I went back for another look through this sample to check out the SQLite db and the possible shellcode. Malwr says that the SQLite db dropped was in a file called SharedDataEvents, so I went and found that in an Adobe directory for the current user (see raw notes below for specifics). Some reading revealed that a SQLite db file will begin with the string “SQLite format 3\000”. It seems that any random binary could be given this string in the beginning and then create a false positive, so I went and got the SQLite file format from and took a look through the header.

The header seemed to check out. Everything seemed to be in the right place – the file size (3072 bytes) makes sense given the page size at offset 16 (1024 bytes) and size of DB in pages at offset 28 (3).
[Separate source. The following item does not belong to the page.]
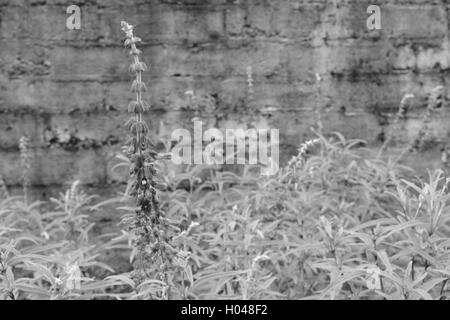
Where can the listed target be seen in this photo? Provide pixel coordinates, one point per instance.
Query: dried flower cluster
(151, 230)
(25, 158)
Text encoding (offset 56) for the db is UTF-8. Opening this file in DB Browser shows two tables, pref_events and version_table. pref_events held no records while version_table held only a single record consisting of the integer “4”.

Looking on my main machine, though, this db just seems to be a part of Acrobat Reader’s normal operation. A little searching also indicated that you should see Acrobat making use of a SQLite db, so this seems to fit. I took a .PDF that I knew to be fine and ran that through the same sandbox, and got inconsistent results. With this clean .PDF, it didn’t report that it saw a SQLite db drop (though if you look in the files dropped area on the websiet, the db did drop, and in the same manner as with the the malicious .PDF). The clean .PDF also doesn’t show any shellcode signatures detected(which is to be expected). As interesting as it is to go through how Acrobat and .PDF files work, I’m going to conclude at this point that there’s nothing nefarious about this or other files that were observed being dropped or written to.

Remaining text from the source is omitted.